Good stuff! I drove my brother's Leon K1 a few years ago which was remapped to around 300 bhp and that was epic so can only imagine how good yours is. Enjoy and keep the updates coming 

Sent from my iPhone using Tapatalk


----------



## Liam-R32 (Feb 13, 2016)

Good stuff! I know engine's can always been improved on with remaps. I can't understand why the DSG paddle shift wouldn't be the quickest change from factory for it to be improved on by 20+%. I must book the R32 in this year for a stage 1, was meaning to last year.


----------



## bonelorry (Nov 11, 2009)

Liam-R32 said:


> Good stuff! I know engine's can always been improved on with remaps. I can't understand why the DSG paddle shift wouldn't be the quickest change from factory for it to be improved on by 20+%. I must book the R32 in this year for a stage 1, was meaning to last year.


Yes the K04 TFSI Engines are very tuneable indeed, I have gained 50BHP and 90LB/FT of Torque up on standard with just a Revo Intake and GFB-DV+ Diverter Valve. Ofcourse I have gone through everything mechanically to ensure it is healthy.

If it was a Manual then the Torque would not have been as high as the standard clutch would have probably given in. The DSG however can take considerably more Torque by increasing the clamping pressures.

Stage 2+ which is what I will be aiming towards later this Year should be pretty epic!

As for the paddle shift, I suppose unlike when it is in Drive or Sport mode it already knows when it is going to change upto the next gear. In Manual mode it is waiting for your command.
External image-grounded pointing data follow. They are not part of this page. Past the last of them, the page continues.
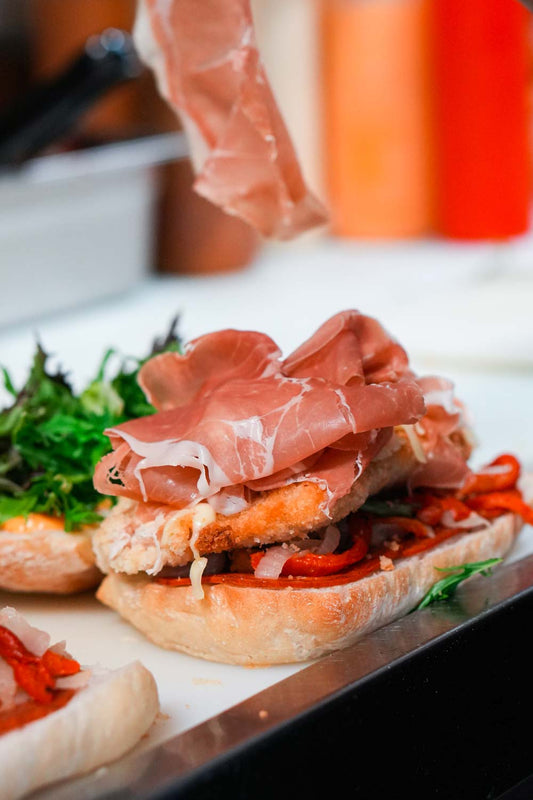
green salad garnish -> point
(51, 438)
(443, 589)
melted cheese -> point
(33, 523)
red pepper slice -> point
(318, 564)
(494, 504)
(486, 481)
(34, 674)
(434, 507)
(60, 665)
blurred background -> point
(413, 121)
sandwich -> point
(275, 509)
(59, 719)
(50, 440)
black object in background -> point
(50, 110)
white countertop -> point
(459, 311)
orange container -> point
(378, 117)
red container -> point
(483, 148)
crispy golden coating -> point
(137, 537)
(259, 626)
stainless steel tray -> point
(434, 705)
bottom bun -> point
(48, 561)
(261, 626)
(99, 724)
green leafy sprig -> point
(52, 438)
(444, 589)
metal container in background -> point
(77, 227)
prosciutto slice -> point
(233, 413)
(445, 466)
(207, 65)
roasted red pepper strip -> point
(59, 665)
(487, 481)
(35, 675)
(420, 530)
(317, 564)
(434, 507)
(493, 504)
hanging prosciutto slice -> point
(207, 65)
(234, 414)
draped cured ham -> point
(235, 415)
(208, 67)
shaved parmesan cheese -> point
(414, 441)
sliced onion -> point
(195, 574)
(229, 501)
(77, 681)
(8, 686)
(414, 441)
(273, 561)
(472, 521)
(33, 639)
(330, 542)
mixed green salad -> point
(51, 437)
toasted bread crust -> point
(261, 626)
(278, 515)
(48, 561)
(97, 726)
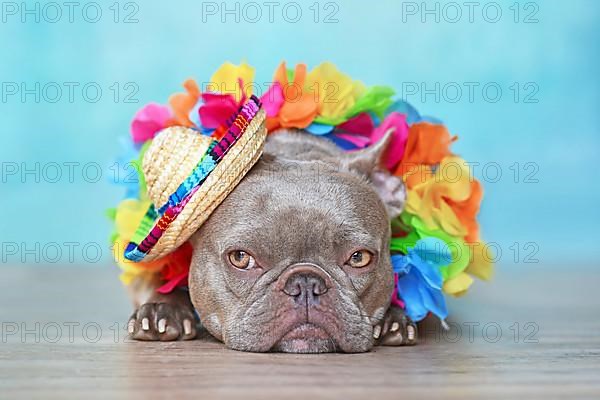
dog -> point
(296, 259)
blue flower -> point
(420, 279)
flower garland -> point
(435, 241)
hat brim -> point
(205, 198)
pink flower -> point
(273, 99)
(395, 149)
(148, 121)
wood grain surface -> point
(532, 332)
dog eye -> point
(240, 259)
(360, 259)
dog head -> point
(296, 258)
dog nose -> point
(305, 283)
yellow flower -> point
(128, 215)
(225, 80)
(429, 198)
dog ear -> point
(369, 163)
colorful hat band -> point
(150, 229)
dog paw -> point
(396, 329)
(162, 321)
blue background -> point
(559, 55)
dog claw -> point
(402, 331)
(162, 321)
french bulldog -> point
(296, 259)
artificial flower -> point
(216, 109)
(430, 199)
(236, 80)
(149, 120)
(420, 280)
(334, 92)
(183, 103)
(395, 150)
(427, 144)
(299, 108)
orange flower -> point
(427, 144)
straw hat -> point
(189, 174)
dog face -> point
(296, 259)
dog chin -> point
(306, 338)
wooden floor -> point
(549, 347)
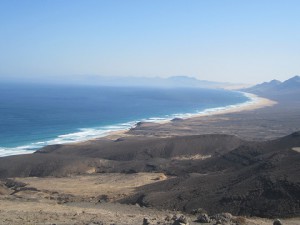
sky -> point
(238, 41)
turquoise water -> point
(32, 116)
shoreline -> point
(116, 131)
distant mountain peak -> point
(289, 87)
(294, 79)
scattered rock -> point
(180, 220)
(277, 222)
(198, 211)
(146, 221)
(222, 217)
(203, 218)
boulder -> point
(203, 218)
(277, 222)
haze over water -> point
(32, 116)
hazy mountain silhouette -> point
(287, 90)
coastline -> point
(120, 130)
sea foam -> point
(85, 134)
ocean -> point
(33, 116)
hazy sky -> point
(244, 41)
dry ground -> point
(88, 199)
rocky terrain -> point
(233, 168)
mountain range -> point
(276, 88)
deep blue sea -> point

Who are you thinking of using for the remap on the R32?


----------



## kingswood (Jun 23, 2016)

bonelorry said:


> Much better to be honest, The DSG Map does quite a few things....
> 
> Increases Shift Speed by 20-30%
> *Raises the Rev Limit*
> ...


mines mapped and never looks right going into the red before it changes. usually bottle it and change manually! xx


----------



## bonelorry (Nov 11, 2009)

kingswood said:


> mines mapped and never looks right going into the red before it changes. usually bottle it and change manually! xx


Stock limit is set aroun 60?? not sure, It raises to about 7000RPM IIRC.


----------



## Liam-R32 (Feb 13, 2016)

Il be taking the trip to R-tech performance, had them set on my mind out of other companies after great reviews on R32oc, they do the remap and the throttle adjustment, the car can easily make you look a learner kangaroo jumping pulling out a junction! If i went stage2 after they do a launch control, not going down that route, although a fun qimmick im sure! Im tempted to get the air intake when i book up although i like everything looking standered, and just accept the lower bhp gains. I had the car have a full service and had the heldax box serviced aswell for peace of mind before remapping.


----------



## angel1449 (Apr 15, 2012)

Love this car and great thread so im subscribed


----------



## kingswood (Jun 23, 2016)

bonelorry said:


> Stock limit is set aroun 60?? not sure, It raises to about 7000RPM IIRC.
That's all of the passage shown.